Rewrite your company’s bio/about sections to maximize the space you’re given.
Twitter— Capped at 160 characters, include:
A hashtag or two for relevant conversations/events in your company
Link to your website/main product
Use an accurate location
Facebook — No limit, but only 155 characters are visible in the preview – so make ‘em count. Add links to your other accounts (Twitter, Linkedin, etc.)
Instagram — This platform is about aesthetic, so use the bio to show off your company’s personality. This section can be clever! Also, don’t use hashtags in the bio because they’re not clickable. Instead share a URL relevant to your most recent post.
LinkedIn — Add your keywords to the “specialty” section.
Job 2: Update your free local listings
Yep, think of these resources as free yellowpages for your business — and people will actually use them!
Google My Business — Use Google My Business to register and verify your business so that people can find you on Google searches such as Local Search and Google Maps. If your company has multiple locations, you can list them all. Your Google Reviews will also appear alongside your listing so now everyone will know how amazing you are!
Facebook — Use Facebook for Business to list your company on social media. Click here to learn more about listing your location, whether you already have a company page or need to claim one.
Yelp — Find and claim your Yelp business page with this link. Over 162 million unique visitors use Yelp via the app, mobile and desktop monthly.
job 3: Rename your blogs
If you have a blog, you probably have tons of posts from months and years prior that don’t get much traffic. But, you don’t have to let these posts collect Internet dust!
One way to reuse these blogs is to rename and reshare them on social. Giving your blogs a catchy headline will increase clicks on social media and drive traffic to your “historical” blog posts. You don’t have to change the slug of the blog post if it’s renamed, but if you do, make sure to redirect the old slug to the new one.
Here are some fun structures for blog titles:
The Number — Use a number in your blog to capture attention. For example, “10 Free Tools to Audit Your Website” or “11 Strategies for Awesome Blogging”
The DIY — Tell your readers how to do complete a task themselves with a “how-to” blog. For example, “How to Prevent a Leaky Bucket”
Alliteration — Peter Piper doesn’t have to pick a pack of pickled peppers, but you might want to channel Peter in writing a blog title.

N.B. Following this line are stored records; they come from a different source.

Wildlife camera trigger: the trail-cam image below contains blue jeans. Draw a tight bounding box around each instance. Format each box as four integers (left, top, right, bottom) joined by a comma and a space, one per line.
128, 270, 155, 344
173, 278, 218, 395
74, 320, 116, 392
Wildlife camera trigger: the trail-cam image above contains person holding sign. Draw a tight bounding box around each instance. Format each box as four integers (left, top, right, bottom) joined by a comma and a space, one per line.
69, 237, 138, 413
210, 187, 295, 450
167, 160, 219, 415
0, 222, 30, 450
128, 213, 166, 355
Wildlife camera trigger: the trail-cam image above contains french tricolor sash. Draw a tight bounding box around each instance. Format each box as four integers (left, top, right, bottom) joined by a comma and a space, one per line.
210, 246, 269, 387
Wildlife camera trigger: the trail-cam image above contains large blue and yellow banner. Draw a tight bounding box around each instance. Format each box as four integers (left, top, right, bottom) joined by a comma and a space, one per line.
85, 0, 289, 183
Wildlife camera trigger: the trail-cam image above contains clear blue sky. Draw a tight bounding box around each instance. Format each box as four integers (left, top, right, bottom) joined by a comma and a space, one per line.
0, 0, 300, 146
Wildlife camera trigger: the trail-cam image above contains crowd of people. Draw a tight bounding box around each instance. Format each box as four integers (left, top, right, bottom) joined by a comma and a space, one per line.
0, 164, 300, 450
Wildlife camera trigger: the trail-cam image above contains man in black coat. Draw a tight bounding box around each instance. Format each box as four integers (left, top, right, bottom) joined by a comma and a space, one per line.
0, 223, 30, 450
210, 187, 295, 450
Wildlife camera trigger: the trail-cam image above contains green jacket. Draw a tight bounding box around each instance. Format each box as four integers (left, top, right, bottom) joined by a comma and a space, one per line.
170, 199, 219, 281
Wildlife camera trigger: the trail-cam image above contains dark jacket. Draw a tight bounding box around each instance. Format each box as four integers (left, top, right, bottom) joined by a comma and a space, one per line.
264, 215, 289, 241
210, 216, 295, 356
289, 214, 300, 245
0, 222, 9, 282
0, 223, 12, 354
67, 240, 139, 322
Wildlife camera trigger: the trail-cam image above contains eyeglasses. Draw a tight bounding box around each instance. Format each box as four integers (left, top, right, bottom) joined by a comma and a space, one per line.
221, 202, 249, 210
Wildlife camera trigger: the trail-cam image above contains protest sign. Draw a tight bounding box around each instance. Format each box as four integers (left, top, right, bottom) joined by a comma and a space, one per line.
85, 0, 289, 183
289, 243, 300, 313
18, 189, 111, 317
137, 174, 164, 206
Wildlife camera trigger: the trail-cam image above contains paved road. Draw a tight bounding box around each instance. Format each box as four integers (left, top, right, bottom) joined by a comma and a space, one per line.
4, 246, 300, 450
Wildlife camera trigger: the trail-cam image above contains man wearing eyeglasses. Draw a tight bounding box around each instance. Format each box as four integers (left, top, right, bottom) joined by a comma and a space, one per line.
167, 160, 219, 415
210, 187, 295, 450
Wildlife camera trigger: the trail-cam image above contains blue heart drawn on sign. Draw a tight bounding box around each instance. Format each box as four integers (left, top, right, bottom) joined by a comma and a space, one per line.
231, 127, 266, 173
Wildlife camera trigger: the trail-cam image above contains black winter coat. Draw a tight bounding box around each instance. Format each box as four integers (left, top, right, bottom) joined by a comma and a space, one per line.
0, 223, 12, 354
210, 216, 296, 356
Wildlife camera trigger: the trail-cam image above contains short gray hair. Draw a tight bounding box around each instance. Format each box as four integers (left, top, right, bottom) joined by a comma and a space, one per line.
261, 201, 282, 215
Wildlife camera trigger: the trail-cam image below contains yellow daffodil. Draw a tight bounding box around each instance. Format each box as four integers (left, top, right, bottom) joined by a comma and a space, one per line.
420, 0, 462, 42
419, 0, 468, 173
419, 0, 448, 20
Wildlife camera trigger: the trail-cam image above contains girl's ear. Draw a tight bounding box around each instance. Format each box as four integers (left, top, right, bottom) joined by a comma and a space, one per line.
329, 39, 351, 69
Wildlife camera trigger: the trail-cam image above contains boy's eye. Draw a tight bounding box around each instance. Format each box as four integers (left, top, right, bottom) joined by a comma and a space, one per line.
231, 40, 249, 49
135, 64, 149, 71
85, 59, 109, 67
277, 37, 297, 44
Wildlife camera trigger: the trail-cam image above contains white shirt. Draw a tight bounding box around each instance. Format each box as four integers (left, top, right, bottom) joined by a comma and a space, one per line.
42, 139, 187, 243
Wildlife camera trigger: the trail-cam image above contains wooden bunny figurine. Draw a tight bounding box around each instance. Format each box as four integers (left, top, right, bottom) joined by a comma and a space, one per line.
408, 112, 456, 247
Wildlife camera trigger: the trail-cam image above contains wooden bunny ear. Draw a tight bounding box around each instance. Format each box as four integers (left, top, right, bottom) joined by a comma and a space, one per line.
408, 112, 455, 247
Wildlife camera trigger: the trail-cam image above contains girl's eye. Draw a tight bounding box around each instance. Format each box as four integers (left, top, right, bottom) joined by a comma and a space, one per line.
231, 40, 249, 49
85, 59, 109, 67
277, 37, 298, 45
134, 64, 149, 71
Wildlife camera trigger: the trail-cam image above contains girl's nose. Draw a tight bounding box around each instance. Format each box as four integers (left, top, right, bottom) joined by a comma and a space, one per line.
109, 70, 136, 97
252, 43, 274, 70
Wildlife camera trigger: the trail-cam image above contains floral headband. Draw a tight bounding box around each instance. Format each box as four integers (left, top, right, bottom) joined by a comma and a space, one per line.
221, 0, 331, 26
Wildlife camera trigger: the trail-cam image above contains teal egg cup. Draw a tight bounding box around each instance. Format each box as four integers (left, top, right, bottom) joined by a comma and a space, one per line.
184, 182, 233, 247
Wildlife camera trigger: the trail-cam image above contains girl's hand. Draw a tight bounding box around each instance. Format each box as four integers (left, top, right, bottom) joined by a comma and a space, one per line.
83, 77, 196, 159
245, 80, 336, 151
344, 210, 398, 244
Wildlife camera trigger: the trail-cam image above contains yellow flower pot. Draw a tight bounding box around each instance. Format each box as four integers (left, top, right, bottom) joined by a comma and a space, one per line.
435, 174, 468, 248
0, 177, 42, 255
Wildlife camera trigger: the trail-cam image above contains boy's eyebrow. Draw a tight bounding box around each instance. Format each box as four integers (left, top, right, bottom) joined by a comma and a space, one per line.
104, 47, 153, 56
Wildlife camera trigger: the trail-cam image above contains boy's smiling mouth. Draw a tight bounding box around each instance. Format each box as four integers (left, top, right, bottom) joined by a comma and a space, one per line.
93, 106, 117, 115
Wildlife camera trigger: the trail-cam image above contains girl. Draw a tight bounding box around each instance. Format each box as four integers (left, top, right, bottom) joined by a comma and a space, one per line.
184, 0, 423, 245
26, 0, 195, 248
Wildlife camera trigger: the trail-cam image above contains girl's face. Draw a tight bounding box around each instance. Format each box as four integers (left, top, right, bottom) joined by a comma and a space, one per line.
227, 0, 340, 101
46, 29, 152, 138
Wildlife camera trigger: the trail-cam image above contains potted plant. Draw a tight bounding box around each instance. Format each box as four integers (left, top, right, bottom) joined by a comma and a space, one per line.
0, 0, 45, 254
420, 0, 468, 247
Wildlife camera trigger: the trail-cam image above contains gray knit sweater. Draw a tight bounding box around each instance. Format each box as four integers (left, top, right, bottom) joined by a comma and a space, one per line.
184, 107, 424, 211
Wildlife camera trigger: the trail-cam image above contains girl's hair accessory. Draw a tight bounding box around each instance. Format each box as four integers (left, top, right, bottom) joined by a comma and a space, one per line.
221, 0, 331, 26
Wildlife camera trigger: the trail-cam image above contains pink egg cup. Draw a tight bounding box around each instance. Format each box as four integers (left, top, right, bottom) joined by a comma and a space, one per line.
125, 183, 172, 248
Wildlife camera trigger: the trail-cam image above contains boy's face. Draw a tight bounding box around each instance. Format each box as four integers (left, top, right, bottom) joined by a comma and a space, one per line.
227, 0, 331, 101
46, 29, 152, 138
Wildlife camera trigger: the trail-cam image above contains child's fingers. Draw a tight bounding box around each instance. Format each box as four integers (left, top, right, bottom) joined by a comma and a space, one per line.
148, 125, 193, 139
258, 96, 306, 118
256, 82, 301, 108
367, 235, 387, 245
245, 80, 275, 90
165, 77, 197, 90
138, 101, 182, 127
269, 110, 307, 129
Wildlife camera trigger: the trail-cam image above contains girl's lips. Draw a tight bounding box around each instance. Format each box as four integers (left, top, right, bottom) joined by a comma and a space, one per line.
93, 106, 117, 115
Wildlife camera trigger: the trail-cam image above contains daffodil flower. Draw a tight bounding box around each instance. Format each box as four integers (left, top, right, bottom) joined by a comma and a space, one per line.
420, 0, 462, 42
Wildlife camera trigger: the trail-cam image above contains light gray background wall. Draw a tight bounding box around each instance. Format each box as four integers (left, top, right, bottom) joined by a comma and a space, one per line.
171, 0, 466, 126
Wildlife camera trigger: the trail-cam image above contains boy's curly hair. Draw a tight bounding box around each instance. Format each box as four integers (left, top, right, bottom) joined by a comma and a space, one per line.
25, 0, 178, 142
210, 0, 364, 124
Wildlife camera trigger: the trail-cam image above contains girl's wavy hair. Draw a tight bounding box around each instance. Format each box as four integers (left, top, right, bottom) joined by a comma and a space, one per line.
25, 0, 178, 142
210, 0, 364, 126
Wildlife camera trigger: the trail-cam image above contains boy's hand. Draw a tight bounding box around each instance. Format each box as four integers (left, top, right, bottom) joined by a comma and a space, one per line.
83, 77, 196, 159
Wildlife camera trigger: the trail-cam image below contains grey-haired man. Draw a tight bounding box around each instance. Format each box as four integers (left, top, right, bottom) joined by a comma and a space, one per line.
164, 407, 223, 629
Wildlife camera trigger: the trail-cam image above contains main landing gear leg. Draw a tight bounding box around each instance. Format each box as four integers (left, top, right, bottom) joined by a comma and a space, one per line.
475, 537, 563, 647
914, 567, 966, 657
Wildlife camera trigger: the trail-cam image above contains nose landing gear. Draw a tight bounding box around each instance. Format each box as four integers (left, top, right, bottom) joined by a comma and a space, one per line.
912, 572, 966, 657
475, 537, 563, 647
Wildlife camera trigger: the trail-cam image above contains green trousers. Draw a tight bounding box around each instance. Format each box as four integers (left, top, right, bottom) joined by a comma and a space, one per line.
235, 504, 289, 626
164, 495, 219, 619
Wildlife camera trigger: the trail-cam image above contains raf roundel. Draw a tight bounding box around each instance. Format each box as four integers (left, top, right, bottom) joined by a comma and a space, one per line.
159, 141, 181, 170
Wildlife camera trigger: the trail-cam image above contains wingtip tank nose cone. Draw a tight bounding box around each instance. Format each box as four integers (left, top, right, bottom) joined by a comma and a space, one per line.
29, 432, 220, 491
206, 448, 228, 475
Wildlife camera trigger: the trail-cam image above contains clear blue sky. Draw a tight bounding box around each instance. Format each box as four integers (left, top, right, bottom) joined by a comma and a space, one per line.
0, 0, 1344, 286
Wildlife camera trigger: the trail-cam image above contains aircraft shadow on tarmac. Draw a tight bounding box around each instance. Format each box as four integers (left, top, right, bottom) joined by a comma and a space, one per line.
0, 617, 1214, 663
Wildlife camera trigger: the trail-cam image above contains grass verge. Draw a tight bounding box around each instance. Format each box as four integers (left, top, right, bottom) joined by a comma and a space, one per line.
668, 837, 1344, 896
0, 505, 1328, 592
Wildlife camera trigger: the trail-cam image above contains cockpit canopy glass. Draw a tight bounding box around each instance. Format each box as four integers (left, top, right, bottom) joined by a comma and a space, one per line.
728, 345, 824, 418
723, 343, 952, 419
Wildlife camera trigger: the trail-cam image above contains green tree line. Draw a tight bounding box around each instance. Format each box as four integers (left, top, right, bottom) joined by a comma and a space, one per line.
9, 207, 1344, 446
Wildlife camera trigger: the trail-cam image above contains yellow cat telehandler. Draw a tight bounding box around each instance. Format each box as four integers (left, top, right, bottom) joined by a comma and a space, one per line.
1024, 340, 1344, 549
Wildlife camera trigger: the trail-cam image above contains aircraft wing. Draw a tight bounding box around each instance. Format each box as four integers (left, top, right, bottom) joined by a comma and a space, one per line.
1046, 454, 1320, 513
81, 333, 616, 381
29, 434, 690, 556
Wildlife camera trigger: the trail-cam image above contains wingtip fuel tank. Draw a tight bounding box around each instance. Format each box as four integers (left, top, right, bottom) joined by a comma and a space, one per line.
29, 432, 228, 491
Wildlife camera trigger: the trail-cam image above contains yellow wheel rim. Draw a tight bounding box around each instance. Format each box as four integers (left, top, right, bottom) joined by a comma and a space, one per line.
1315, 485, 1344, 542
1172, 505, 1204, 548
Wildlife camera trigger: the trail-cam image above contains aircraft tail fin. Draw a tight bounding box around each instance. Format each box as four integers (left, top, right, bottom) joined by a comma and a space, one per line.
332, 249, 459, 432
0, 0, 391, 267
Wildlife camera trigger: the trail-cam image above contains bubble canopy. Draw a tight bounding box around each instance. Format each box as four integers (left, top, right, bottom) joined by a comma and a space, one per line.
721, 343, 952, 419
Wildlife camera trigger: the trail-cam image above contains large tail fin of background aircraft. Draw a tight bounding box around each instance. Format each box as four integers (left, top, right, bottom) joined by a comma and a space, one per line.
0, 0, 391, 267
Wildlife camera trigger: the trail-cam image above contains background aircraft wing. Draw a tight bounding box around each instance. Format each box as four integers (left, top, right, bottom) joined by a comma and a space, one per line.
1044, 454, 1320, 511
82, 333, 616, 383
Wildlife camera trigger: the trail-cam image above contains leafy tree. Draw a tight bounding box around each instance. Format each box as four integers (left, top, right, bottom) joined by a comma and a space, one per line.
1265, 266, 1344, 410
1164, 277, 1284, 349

For example, this blog is addressed to multicultural millennial marketers.
The Negative — While you should always write your blog in a positive, friendly voice, readers are attracted to negative-sounding blog titles, such as “My Campaign Sucks… Now What?”
A Combination! — Combine a few of these eye-catching tactics for added pizzazz, such as this HubSpot marketing blog title: “How to Pick the Perfect Font Pairings for Your Website: 7 Free Tools”
job 4: Update the meta-data on your website’s main pages
Improve your website’s searchability by updating the meta data on your website’s main pages. You can update this data within your website’s CMS.
Here are the components you need to know:
Meta description — This 160-character snippet is what previews when you search for something on Google. The goal of the meta description is to entice a viewer to open your page. You should use active language in the description and include the most important “focus” keyword of the page. If you’re stuck on a description, try to start it with a phrase like “Learn more about…,” “Discover…” or “Explore…” Try to keep the description between 135 and 160 characters.
Title Tag — The title tag is a 50- to 60-character title preview in a Google search. It doesn’t necessarily have to be the same as your page title; you can also include the name of your business, the parent page / general description, and any other relevant information.
For example, for a blog, you could use this structure: “ Blog Title | Blog Subject | Company Name “
Alt tags — An alt tag is the “alt” attribute of the img tag on images. If you have images in your blogs, tag them with a relevant keyword(s) so potential readers can find it in Google image search.